Last week you learned how to use regular expressions to process tweets. Use the function `tweet_processor()` you created in the last DataLab here:

In [8]:
def tweet_processor(tweet):
    """
    Input:
        tweet: a string containing a tweet
    Output:
        processed_tweet: a list of token
        
    Processing steps:
    - Removes hyperlinks
    - Removes # sign
    - Tokenizes
    - Removes stopwords and punctuation
    - Stem tokens
        
    """
    # Remove URLs using regular expression
    processed_tweet = re.sub(r'http\S+|www\S+|https\S+', '', tweet)
    
    # Remove hashtags
    processed_tweet = re.sub(r'#([^\s]+)', r'\1', processed_tweet)
    
    # Tokenize the tweet using TweetTokenizer
    tokenizer = TweetTokenizer(preserve_case=False, reduce_len=True, strip_handles=False)
    processed_tweet = tokenizer.tokenize(processed_tweet)
    
    # Remove stopwords
    stopwords_english = set(stopwords.words('english'))
    processed_tweet = [word for word in processed_tweet if word not in stopwords_english]
    
    # Remove punctuation
    processed_tweet = [word for word in processed_tweet if word not in string.punctuation]
    
    # Stem the tokens
    stemmer = PorterStemmer()
    processed_tweet = [stemmer.stem(word) for word in processed_tweet]

    return processed_tweet

And sanity check if it works.
    
Example tweet:
    
`My beautiful sunflowers on a sunny Friday morning off :) #sunflowers #favourites #happy #Friday off… https://t.co/3tfYom0N1i`

Expected output:

`['beauti', 'sunflow', 'sunni', 'friday', 'morn', ':)', 'sunflow', 'favourit', 'happi', 'friday', '…']`

In [9]:
example_tweet = ('My beautiful sunflowers on a sunny Friday morning off :)'
                 ' #sunflowers #favourites #happy #Friday off… https://t.co/3tfYom0N1i')
print(example_tweet)

My beautiful sunflowers on a sunny Friday morning off :) #sunflowers #favourites #happy #Friday off… https://t.co/3tfYom0N1i


In [10]:
tweet_processor(example_tweet)

['beauti',
 'sunflow',
 'sunni',
 'friday',
 'morn',
 ':)',
 'sunflow',
 'favourit',
 'happi',
 'friday',
 '…']

Before going any further, let's split the dataset into training and test sets.

In [11]:
# 80% training 20% testing
positive_tweets_tr = all_positive_tweets[:4000]
positive_tweets_te = all_positive_tweets[4000:]

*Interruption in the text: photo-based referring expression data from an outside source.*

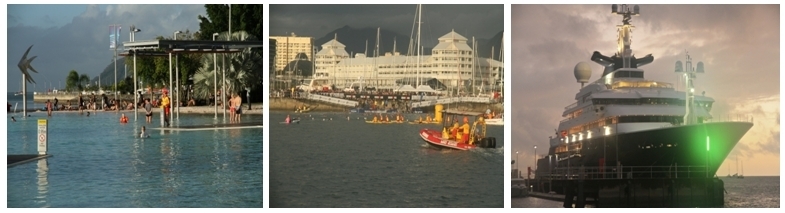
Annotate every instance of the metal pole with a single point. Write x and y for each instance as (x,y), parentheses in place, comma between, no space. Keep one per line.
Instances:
(24,95)
(115,65)
(170,86)
(136,97)
(223,84)
(223,87)
(215,82)
(517,168)
(177,78)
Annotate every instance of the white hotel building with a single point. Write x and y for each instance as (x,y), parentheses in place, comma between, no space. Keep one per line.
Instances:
(451,62)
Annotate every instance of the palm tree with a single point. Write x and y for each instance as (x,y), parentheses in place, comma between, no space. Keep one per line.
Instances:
(84,80)
(243,69)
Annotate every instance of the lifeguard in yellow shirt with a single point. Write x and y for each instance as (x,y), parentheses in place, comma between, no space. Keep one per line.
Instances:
(165,105)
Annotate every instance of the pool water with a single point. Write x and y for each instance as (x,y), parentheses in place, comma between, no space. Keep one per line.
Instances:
(98,162)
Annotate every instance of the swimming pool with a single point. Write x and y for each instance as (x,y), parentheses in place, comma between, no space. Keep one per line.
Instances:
(98,162)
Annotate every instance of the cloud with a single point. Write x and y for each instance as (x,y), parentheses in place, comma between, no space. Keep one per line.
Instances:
(83,43)
(739,45)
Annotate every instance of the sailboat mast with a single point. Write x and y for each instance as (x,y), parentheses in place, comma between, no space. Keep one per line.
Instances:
(395,41)
(419,51)
(375,69)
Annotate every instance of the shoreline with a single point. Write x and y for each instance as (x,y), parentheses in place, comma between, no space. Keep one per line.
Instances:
(256,109)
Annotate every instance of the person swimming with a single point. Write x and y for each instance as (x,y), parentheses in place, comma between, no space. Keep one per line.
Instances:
(143,134)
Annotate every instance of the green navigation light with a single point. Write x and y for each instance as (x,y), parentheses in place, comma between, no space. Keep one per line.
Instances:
(707,143)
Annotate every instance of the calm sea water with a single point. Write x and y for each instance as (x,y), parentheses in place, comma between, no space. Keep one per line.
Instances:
(98,162)
(750,192)
(342,163)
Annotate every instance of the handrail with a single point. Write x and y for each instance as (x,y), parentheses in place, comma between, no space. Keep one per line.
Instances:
(625,172)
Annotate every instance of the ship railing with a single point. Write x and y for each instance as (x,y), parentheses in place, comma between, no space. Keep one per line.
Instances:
(625,172)
(731,118)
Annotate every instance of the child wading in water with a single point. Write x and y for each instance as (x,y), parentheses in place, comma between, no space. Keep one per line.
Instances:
(143,134)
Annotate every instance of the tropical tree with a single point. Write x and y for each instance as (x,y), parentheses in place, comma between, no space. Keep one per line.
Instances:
(243,69)
(72,81)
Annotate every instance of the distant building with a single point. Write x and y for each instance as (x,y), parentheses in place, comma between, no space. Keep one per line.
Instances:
(452,62)
(288,47)
(273,46)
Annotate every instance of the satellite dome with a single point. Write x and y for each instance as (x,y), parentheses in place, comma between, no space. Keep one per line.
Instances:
(582,72)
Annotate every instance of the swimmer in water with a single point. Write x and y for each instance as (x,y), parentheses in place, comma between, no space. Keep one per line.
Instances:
(143,134)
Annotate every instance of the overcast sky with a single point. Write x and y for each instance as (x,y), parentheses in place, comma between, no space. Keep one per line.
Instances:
(739,45)
(76,37)
(481,21)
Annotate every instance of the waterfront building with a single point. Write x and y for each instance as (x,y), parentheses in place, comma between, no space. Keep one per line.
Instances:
(452,62)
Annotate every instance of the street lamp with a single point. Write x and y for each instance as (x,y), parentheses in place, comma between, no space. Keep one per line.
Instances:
(134,30)
(517,168)
(215,81)
(177,77)
(535,160)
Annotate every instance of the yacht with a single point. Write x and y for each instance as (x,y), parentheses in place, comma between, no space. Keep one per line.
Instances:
(623,123)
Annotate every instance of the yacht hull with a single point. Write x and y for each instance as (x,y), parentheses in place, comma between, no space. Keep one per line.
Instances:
(690,148)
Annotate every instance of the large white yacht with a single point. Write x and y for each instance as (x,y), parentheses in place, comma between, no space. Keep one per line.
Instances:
(624,122)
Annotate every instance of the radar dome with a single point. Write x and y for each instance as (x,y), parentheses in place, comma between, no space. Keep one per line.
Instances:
(582,72)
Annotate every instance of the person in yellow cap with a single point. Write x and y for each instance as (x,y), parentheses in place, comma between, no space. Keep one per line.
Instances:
(454,131)
(466,129)
(165,105)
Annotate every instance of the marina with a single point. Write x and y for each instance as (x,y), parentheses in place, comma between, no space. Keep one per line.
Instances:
(357,164)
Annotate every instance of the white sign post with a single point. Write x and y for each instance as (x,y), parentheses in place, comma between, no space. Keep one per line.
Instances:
(42,137)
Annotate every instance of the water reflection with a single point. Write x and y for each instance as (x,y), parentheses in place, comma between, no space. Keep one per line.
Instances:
(43,181)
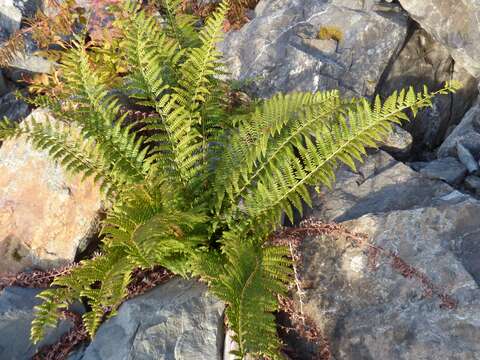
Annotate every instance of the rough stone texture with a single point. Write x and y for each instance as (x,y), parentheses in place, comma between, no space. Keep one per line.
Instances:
(466,158)
(279,50)
(28,8)
(3,85)
(398,143)
(177,320)
(455,24)
(472,183)
(45,216)
(10,17)
(466,133)
(381,184)
(425,61)
(16,315)
(13,108)
(378,314)
(448,169)
(27,64)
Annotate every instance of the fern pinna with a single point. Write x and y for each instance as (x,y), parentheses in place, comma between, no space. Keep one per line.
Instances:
(196,187)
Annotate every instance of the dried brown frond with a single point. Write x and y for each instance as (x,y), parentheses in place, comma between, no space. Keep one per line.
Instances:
(142,281)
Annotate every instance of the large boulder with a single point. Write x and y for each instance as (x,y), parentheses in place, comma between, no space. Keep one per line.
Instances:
(455,24)
(467,133)
(178,320)
(424,61)
(13,108)
(16,315)
(371,305)
(381,184)
(312,45)
(10,19)
(46,217)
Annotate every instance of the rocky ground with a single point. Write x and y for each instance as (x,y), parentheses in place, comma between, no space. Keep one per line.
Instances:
(415,296)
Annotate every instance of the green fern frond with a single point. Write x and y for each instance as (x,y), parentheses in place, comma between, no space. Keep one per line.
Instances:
(342,141)
(48,313)
(252,278)
(269,136)
(99,117)
(196,186)
(9,129)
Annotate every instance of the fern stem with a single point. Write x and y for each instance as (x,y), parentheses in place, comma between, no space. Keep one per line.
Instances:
(345,145)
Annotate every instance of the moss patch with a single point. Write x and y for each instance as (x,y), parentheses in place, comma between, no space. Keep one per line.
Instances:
(330,33)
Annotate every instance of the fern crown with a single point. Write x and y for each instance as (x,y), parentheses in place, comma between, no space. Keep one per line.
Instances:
(194,185)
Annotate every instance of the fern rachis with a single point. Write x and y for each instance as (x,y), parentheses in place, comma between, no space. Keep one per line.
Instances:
(197,188)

negative_tweets_tr = all_negative_tweets[:4000]
negative_tweets_te = all_negative_tweets[4000:]

**Task 1**

The function `tweet_processor()` expects a single tweet to process. But you have lists of tweets to process. Write a function called `tweet_processor_list()` that accept a list of strings (tweets) and returns a list of processed tweets. A processed tweet is a list of tokens. Therefore  `tweet_processor_list()` should return a list of lists.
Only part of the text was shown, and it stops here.